The stolen oil painting, “Landscape with Lake,” was donated to the museum and was not part of the museum’s permanent collection, said Norah Diedrich, the museum’s director and chief executive officer.
The painting is described in the FBI file as a landscape in muted pastel colors of pink, purple and blue. “Landscape with Lake” features a lake surrounded by mountains and was in a gilt frame with glass.
Stolen sculpture comes as surprise to artist
New Mexico artist Gordon Snidow is known for his award-winning Western art, depicting cowboys and ranches and western landscapes.
He’s a charter member of the Cowboy Artists of America.
He made a series of sculptures cast in bronze that he titled “Just a Pinch,” after a tobacco company’s slogan “Just a pinch between your cheek and gum.”
The sculptures show a cowboy dressed in chaps, sitting and taking a break. The FBI report notes there were 40 of the sculptures made.
ABC15 reached out to Snidow, who lives in New Mexico, by phone and email.

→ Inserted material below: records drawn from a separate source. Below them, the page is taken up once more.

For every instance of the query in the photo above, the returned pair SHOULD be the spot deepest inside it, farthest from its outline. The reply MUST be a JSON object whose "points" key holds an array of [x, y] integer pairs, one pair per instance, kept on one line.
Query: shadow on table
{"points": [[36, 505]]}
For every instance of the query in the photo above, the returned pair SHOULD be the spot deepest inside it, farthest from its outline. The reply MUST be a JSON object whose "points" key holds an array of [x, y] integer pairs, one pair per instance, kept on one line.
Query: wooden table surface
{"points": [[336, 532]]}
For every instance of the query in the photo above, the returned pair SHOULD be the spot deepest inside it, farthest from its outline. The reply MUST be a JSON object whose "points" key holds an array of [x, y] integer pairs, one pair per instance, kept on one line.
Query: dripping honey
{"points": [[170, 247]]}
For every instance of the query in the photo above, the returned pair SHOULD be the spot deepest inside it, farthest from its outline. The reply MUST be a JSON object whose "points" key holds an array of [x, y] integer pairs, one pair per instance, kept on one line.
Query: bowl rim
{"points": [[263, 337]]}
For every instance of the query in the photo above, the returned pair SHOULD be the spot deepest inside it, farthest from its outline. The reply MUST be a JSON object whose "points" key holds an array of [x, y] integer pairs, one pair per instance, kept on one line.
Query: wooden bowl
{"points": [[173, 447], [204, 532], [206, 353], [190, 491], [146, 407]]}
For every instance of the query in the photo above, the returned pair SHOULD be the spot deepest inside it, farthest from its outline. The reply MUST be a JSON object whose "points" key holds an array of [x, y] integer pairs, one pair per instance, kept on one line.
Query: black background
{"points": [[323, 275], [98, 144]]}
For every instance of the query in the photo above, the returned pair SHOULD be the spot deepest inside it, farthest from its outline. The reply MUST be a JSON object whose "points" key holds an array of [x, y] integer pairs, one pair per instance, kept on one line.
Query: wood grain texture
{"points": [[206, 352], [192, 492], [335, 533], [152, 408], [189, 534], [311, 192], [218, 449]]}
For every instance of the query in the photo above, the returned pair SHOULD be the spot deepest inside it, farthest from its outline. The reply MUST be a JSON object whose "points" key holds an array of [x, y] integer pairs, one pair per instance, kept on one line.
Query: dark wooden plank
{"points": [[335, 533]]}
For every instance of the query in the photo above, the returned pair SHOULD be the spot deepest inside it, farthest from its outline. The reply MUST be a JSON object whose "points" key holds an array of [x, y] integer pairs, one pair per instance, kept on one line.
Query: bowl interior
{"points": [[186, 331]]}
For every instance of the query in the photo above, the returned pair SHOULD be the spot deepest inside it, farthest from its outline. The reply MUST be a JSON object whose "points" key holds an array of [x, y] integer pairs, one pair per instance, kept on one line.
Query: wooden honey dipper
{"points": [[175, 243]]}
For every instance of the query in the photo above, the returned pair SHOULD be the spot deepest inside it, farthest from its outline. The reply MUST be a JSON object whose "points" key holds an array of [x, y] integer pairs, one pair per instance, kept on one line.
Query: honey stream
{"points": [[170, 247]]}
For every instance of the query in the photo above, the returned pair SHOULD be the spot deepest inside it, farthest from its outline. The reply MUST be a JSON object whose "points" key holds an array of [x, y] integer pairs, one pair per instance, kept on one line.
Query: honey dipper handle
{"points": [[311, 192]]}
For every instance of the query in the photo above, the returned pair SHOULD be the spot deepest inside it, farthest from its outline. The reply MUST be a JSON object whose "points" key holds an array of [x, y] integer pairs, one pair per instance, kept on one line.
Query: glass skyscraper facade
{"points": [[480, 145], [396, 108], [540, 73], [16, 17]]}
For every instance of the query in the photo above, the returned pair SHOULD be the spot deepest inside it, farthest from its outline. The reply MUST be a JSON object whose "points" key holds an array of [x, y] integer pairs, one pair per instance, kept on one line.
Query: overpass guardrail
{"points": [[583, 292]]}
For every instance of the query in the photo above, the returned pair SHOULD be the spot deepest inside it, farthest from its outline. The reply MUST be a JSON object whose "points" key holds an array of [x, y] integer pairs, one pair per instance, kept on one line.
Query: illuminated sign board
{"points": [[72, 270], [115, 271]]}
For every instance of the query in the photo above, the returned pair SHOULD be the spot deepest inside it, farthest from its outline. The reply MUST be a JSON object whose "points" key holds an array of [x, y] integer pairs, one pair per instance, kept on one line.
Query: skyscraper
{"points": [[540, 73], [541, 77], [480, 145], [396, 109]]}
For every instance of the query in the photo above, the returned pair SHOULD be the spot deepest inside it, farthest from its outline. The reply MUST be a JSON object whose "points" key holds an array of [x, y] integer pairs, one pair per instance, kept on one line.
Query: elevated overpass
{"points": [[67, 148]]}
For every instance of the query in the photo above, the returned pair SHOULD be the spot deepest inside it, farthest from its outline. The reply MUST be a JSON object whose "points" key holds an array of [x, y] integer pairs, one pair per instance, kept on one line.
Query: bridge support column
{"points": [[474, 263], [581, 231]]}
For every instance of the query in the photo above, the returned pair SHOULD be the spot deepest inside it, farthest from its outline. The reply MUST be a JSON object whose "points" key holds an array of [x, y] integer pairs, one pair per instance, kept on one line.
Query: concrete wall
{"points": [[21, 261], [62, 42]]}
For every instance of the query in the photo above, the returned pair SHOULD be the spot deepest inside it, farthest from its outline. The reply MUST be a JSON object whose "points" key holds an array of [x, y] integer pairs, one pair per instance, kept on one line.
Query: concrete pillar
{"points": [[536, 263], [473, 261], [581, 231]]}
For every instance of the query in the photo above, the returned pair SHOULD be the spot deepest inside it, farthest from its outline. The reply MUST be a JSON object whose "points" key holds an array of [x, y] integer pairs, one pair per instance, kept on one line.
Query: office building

He responded in a letter, saying he was unaware Statue No. 20 had been stolen. He said the statues had many collectors. One of those collectors must have commissioned a statue for sale at the Mammen Gallery II in Scottsdale, he said.
The gallery has since closed.
Snidow said he is “amazed” and “perplexed” by the theft.
Update: This statue was recovered in 2023 after a Gilbert man saw this ABC15 story and learned the statue that he inherited from his brother-in-law’s estate matched the FBI’s description of a stolen one. The statue has since been returned to the daughter of the couple who owned the Scottsdale art gallery where it was stolen.